この実行には、モデルだけではなく周辺の仕組みも関係します。モデルは入力を解釈し、次に何をするかを決めます。ハーネスは、そのモデルに仕事を進めさせるための実行環境です。そこにブラウザ操作やAPI呼び出しのツール、MCP(Model Context Protocol)などの接続が加わります。話者はこれらを組み合わせることで、AIが一つの作業を最後まで進められると説明します。講演では、これらの具体的な実装方法や安全策までは示されていません。

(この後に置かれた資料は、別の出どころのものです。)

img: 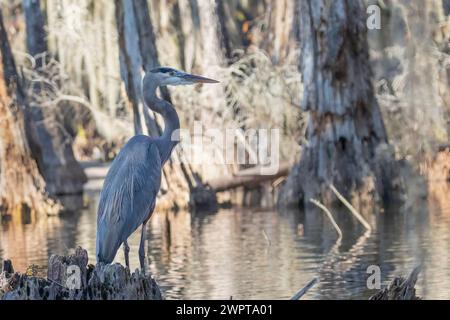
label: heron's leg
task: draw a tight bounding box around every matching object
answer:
[123,240,130,269]
[139,223,147,273]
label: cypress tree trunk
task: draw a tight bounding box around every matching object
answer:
[22,0,87,210]
[279,0,398,211]
[22,0,48,62]
[0,11,58,220]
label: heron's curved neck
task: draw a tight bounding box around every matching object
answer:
[142,81,180,162]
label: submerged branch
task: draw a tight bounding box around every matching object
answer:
[330,184,372,232]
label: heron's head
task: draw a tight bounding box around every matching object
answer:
[150,67,219,86]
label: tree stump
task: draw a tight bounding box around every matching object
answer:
[369,266,421,300]
[0,247,162,300]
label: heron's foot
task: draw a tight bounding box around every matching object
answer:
[123,241,130,269]
[139,252,145,275]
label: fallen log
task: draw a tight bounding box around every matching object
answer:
[207,163,291,192]
[0,247,162,300]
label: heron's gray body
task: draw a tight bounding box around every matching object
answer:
[97,135,162,263]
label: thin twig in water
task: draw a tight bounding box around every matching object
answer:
[290,277,319,300]
[330,184,372,232]
[309,199,342,242]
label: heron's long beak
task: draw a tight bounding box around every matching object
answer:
[183,74,219,83]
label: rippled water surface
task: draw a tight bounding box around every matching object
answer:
[0,186,450,299]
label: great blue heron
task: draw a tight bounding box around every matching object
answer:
[96,68,218,270]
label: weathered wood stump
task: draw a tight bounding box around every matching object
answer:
[369,266,421,300]
[0,247,162,300]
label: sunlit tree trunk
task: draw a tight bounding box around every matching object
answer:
[0,11,57,220]
[22,0,48,62]
[279,0,399,210]
[261,0,298,63]
[23,0,87,210]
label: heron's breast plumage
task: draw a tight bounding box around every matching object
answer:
[97,136,161,260]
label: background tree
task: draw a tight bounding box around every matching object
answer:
[0,10,57,219]
[279,0,399,210]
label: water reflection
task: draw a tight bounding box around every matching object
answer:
[0,189,450,299]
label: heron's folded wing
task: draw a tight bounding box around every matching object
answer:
[98,142,161,237]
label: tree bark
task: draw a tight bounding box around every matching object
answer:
[0,247,162,300]
[279,0,399,211]
[22,0,48,57]
[116,0,216,212]
[22,0,87,211]
[0,10,59,220]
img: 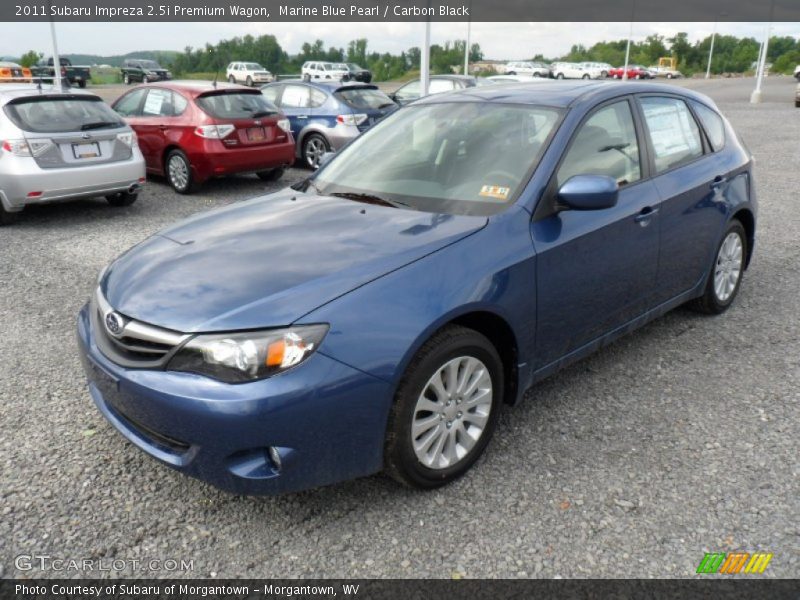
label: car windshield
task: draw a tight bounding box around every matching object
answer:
[197,92,278,119]
[5,96,125,133]
[333,88,394,109]
[309,102,561,215]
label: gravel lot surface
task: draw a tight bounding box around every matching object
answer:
[0,78,800,578]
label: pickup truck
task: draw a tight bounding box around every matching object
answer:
[31,56,92,88]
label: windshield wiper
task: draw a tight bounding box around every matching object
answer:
[81,121,120,131]
[328,192,408,208]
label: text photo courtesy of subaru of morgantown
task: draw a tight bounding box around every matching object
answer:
[0,0,800,600]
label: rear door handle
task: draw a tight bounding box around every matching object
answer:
[633,206,658,227]
[711,175,728,190]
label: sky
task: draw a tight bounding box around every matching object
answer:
[0,22,800,60]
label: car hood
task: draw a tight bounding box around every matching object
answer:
[101,189,487,333]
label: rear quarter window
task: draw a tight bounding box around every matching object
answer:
[197,92,278,119]
[692,102,725,152]
[5,96,125,133]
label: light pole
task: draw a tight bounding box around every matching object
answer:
[47,0,61,89]
[419,19,431,96]
[750,0,775,104]
[706,20,717,79]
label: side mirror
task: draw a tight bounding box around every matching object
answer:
[558,175,619,210]
[317,152,336,169]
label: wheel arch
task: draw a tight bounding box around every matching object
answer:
[731,208,756,269]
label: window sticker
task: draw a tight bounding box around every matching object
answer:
[479,185,511,200]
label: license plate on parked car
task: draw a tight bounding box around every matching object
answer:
[247,127,267,142]
[72,142,100,158]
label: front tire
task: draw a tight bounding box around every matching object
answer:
[384,325,504,488]
[690,219,747,315]
[106,192,139,207]
[164,150,197,194]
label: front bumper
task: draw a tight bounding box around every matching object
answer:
[0,150,145,211]
[77,305,391,494]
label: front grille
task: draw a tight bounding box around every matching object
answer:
[91,288,189,369]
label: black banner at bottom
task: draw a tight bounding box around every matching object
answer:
[0,575,800,600]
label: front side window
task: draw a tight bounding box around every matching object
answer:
[309,102,561,215]
[640,97,703,173]
[556,100,642,187]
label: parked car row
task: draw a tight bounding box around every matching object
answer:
[78,77,757,494]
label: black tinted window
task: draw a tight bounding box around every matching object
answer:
[334,88,394,109]
[5,96,125,133]
[692,102,725,151]
[197,92,278,119]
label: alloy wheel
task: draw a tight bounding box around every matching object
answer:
[167,155,189,190]
[714,231,744,302]
[411,356,493,470]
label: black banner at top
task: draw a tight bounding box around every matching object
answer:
[0,0,800,22]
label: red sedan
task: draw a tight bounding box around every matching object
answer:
[608,65,653,79]
[113,81,294,194]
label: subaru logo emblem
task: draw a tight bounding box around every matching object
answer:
[106,313,125,335]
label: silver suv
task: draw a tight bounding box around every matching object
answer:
[0,84,145,225]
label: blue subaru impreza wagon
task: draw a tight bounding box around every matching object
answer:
[78,82,756,494]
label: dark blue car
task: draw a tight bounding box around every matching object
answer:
[261,80,397,169]
[78,82,756,494]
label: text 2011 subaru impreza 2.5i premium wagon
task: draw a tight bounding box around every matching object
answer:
[0,85,144,225]
[78,82,756,493]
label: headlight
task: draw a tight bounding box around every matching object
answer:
[167,325,328,383]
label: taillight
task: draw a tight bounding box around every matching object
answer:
[117,131,138,148]
[2,140,53,156]
[194,125,236,140]
[336,114,367,125]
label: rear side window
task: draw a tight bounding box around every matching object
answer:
[114,88,147,117]
[334,88,394,110]
[5,96,125,133]
[197,92,278,119]
[692,102,725,152]
[640,97,703,173]
[142,88,175,117]
[556,100,642,186]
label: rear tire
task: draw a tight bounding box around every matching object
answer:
[164,150,197,194]
[689,219,747,315]
[106,192,139,207]
[256,168,285,181]
[302,133,331,169]
[384,325,504,489]
[0,204,22,227]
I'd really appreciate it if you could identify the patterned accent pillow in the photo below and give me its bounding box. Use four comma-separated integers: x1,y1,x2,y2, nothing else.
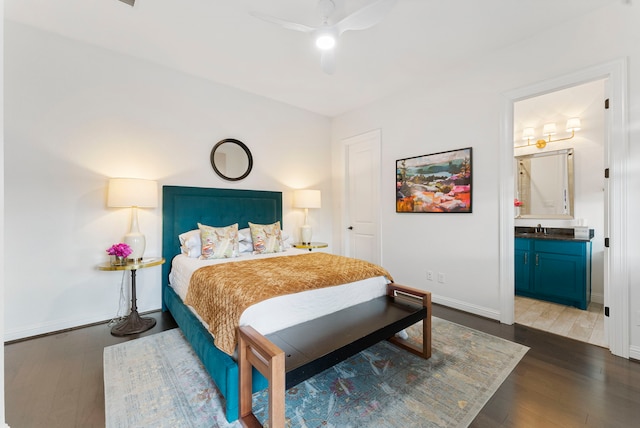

例(理解のための一般化): AIに「営業の仕事を進めてください」と頼むだけでは、顧客の会社で正しい結果になるとは限りません。一般的な実行なら、メールから情報を取り出し、CRMに登録し、次の連絡を作ることはできます。しかし、ある会社では担当者の確認を最優先し、別の会社では契約規模を最優先するかもしれません。誰が確認するのか、例外をどこまで許すのか、社内でどの名前を使うのかも会社ごとに違います。この違いを知らなければ、AIは作業を実行できても、その会社の仕事を正しく理解したことにはなりません。

ここで、ボトルネックが移ります。モデルに道具を与えて実行能力を高めるだけなら、共通の仕組みとして広げられます。しかし、顧客固有の判断、担当者、例外、優先順位は、単純な一回のプロンプトやAPI入力にまとめにくい情報です。従業員が日々の仕事の中で使っている会社固有の文脈を見つけるには、FDEが現場に入り、業務が実際にどう動くかを理解する必要があります。したがって話者は、「AIに何をさせるか」より前に、「その会社がどのように仕事をしているかを知ること」が次の制約になると論じます。

図1 「The Next Bottleneck」のタイトルスライド。 画面には「The Next Bottleneck」と「AI Forward Deployed Engineering」が表示され、上部にはVarick Agentsの名前も見えます。このスライドは、講演がFDEにおける次の制約を扱うという全体の枠組みを示しています。該当箇所は動画の00:57です。

この問題意識は、単なる題名や宣伝文句ではありません。顧客ごとの理解を人だけで増やそうとすれば、深い仕事ほど人員の制約を受けます。後の議論では、FDEの仕事を支援するエージェントと、顧客の既存システムの上でエージェントを動かすプラットフォームが、この制約への対応として提案されます。目的は、人との対話や顧客理解をなくすことではなく、深い理解に必要な人の時間を、実行可能な範囲で広げることです。

注意: 冒頭の話者名と会社名は、文字起こしの中で表記が一定していません。そのため、ここで紹介した「実行がほぼ完璧」「知能が主な制約ではない」という内容は、独立して確認された事実ではなく、話者の立場として扱います。

要点は、AIが仕事を実行できるようになるほど、会社ごとの業務を理解し、AIに合う形へ変える仕事の重要性が増すということです。FDEはその顧客固有の文脈を見つける役割を担います。そして、顧客数を増やすときの本当の課題は、作業を一回実行する能力だけでなく、顧客を十分に深く理解する能力をどう広げるかにあります。